Peritaje informático robo de información empresarial web

Peritaje informático

Peritaje informático robo de información empresarial web

Hace unos días estuve trabajando un interesante Peritaje informático que trata de demostrar evidencias respecto del robo de información de clientes y pedidos de una empresa por una tercera empresa del mismo sector, con el objetivo de disponer de la cartera de clientes, tarifas, márgenes etc para enviar ofertas a estos potenciales clientes. Estamos ante un peritaje informático de robo de información para fines mercantiles mediante técnicas de hacking malicioso contra un sistema web.

Peritaje informático de robo de información empresarial web

Voy a tratar de explicar los sucesos ocurridos y mi metodología pericial para garantizar al máximo posible la cadena de custodia y extraer evidencias que demuestren el origen de los ataques.

Entendamos que el origen de un ataque desde Internet se identifica mediante una IP, que en definitiva es una dirección que incluso puede geo localizar al atacante, pero que en la práctica ofrece dos problemas:

  1. La dirección IP es como una matrícula, identifica desde donde se hizo el ataque pero es potencialmente falsificable o utilizar terceras herramientas (Thor, proxis) que nos permiten asignar IP que o bien existen temporalmente o se remiten a ubicaciones fuera de la que realmente está atacando.
  2. Para obtener el nombre y apellidos o identificación concreta de la persona que ha realizado el ataque es necesario, basándose en esas IP, solicitar al juez una orden que pida al operador que la tenía (Telefónica, Vodafone, Ono,…) que le reporte quien tenía esa IP en esa fecha. Sería como conocer el número de matrícula de un coche pero no saber el nombre y apellidos del dueño del vehículo si no nos lo entrega Tráfico.

 

Metodología técnica

La metodología técnica se ha basado en:

  1. Análisis de logs del entorno web.
  2. Identificación de las IP atacantes.
  3. Estudio de la metodología OWASP utilizada por el hacker para detectar las vulnerabilidades.
  4. Análisis de los métodos de ataque.
  5. Identificación de los exploits utilizados.
  6. Análisis de la profundidad del ataque. En este caso se llegó hasta ser roto del sistema.
  7. Análisis de las sentencias SQL ejecutadas sobre la base de datos que identifica los datos extraídos.
  8. Detección de otros ataques con otras IP’s que no tuvieron éxito pero que seguían el mismo comportamiento.

La cadena de custodia se basara en copias de backup de los registros de log y monitorización de los servidores y bases de datos.

Conclusiones

En este caso mi pericial demostrara que IP han atacado el portal web que contenía clientes, pedidos, precios, costes etc.
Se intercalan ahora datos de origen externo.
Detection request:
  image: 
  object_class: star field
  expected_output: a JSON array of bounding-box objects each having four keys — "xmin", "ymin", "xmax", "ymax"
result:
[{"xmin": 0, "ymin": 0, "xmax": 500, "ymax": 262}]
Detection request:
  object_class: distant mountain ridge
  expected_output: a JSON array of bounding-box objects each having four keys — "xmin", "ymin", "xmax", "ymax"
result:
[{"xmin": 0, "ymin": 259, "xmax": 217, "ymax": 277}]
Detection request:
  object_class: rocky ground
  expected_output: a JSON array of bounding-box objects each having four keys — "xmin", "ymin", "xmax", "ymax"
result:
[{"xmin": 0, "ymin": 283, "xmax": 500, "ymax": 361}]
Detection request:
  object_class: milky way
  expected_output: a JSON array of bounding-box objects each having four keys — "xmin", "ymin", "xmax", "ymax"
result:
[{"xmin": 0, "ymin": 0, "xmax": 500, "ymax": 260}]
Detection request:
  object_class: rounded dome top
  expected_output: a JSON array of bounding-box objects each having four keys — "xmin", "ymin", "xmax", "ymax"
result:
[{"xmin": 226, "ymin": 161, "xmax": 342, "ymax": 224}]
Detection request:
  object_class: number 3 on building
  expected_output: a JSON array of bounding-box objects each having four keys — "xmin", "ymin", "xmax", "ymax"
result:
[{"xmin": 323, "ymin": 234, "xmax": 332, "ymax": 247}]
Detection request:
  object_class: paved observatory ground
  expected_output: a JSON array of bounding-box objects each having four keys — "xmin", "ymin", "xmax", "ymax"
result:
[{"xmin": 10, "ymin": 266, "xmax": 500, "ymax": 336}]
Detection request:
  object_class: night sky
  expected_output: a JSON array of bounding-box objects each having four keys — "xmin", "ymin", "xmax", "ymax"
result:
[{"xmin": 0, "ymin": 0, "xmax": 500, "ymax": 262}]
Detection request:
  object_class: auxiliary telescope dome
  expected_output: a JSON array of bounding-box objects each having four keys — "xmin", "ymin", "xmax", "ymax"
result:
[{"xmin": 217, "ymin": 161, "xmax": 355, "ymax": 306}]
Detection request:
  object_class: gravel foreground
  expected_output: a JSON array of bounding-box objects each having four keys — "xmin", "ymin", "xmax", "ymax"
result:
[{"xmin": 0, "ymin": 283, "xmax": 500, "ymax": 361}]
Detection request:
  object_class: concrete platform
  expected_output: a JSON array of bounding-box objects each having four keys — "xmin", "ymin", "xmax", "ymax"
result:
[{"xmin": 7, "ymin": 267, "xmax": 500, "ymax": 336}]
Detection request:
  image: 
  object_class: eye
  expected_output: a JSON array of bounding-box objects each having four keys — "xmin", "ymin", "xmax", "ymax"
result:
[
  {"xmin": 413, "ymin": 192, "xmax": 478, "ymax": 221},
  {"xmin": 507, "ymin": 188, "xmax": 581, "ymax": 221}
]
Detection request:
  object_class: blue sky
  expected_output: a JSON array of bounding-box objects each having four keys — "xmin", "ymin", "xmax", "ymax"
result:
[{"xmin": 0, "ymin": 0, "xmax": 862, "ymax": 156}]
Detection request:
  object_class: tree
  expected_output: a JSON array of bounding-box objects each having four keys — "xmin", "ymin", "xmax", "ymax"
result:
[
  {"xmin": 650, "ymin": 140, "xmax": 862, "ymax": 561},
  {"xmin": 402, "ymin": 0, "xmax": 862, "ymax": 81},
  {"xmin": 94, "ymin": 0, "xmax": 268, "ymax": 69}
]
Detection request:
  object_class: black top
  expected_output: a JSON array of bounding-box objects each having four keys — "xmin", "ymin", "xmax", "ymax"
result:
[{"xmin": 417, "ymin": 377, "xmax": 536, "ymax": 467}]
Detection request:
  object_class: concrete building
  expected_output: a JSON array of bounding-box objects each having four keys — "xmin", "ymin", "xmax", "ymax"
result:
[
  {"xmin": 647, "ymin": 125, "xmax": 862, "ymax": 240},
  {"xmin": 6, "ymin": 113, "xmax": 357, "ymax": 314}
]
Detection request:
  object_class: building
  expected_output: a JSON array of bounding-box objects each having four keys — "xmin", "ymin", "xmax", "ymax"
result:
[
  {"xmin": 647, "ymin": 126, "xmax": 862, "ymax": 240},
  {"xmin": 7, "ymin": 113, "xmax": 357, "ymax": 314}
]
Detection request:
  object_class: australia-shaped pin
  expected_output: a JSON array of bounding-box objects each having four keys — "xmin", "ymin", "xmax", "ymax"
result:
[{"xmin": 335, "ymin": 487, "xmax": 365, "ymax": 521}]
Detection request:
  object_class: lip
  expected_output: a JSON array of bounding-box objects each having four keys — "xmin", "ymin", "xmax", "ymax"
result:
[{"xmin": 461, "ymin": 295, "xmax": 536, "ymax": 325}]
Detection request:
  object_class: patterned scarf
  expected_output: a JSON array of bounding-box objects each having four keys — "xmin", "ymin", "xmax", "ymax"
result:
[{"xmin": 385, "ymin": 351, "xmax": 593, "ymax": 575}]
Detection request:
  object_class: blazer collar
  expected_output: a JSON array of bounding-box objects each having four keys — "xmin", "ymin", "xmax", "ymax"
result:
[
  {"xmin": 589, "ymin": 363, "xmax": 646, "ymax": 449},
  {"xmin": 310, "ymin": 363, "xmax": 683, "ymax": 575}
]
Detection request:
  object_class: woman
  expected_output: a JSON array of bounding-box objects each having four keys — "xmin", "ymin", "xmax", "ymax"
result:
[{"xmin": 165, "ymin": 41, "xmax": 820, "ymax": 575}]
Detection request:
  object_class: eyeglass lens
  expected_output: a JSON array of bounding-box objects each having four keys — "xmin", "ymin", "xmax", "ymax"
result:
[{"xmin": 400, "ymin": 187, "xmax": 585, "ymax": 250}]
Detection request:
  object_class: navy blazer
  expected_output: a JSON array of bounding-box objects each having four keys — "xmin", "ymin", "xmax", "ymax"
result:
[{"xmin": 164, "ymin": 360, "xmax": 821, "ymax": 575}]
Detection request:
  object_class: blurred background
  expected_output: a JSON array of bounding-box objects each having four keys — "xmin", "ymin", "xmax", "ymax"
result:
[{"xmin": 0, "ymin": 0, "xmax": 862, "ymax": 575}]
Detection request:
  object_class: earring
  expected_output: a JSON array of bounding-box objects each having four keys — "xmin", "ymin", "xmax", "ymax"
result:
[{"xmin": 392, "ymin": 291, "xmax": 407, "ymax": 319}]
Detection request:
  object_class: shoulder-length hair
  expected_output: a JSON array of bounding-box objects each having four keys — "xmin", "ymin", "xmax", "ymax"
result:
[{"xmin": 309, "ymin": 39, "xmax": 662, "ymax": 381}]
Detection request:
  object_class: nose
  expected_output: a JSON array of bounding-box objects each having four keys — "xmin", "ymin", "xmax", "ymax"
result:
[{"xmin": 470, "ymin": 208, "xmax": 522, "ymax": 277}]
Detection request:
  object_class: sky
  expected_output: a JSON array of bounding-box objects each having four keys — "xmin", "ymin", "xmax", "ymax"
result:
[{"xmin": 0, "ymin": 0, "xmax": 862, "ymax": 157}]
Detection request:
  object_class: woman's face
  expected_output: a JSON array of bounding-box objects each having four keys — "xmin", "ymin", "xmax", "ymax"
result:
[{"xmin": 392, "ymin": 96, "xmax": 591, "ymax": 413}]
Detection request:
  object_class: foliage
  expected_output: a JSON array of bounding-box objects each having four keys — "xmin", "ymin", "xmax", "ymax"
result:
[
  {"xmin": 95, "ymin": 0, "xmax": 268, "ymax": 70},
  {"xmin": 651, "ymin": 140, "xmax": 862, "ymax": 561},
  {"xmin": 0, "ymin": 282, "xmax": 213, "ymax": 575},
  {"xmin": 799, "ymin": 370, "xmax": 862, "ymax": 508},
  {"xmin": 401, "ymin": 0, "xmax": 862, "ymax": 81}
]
De esas IP analizare la ubicación y la reportare en mi informe. Con esas IP el abogado reclamara al juez un estudio con el operador de telecomunicaciones para que se identifique la persona que hay detrás de esa IP. También incluiré la técnica de hacker utilizada para extraer los datos del servidor, consultas sobre la base de datos que han extraído información de clientes, precios y pedidos que al mismo tiempo sabemos que han usado con sus clientes. En este caso mi pericial será un complemento a otras evidencias no informáticas que identifican a la empresa que está detrás de este fraude. Como perito informático mi informe permitirá al abogado disponer de una herramienta clave para defender a la victima que en este caso es mi cliente.

Estas situaciones han permitido que el cliente se sensibilice mas con la protección de la ciberseguridad de sus portales de negocio, de una forma reactiva, derivado de las evidencias y daños sufridos.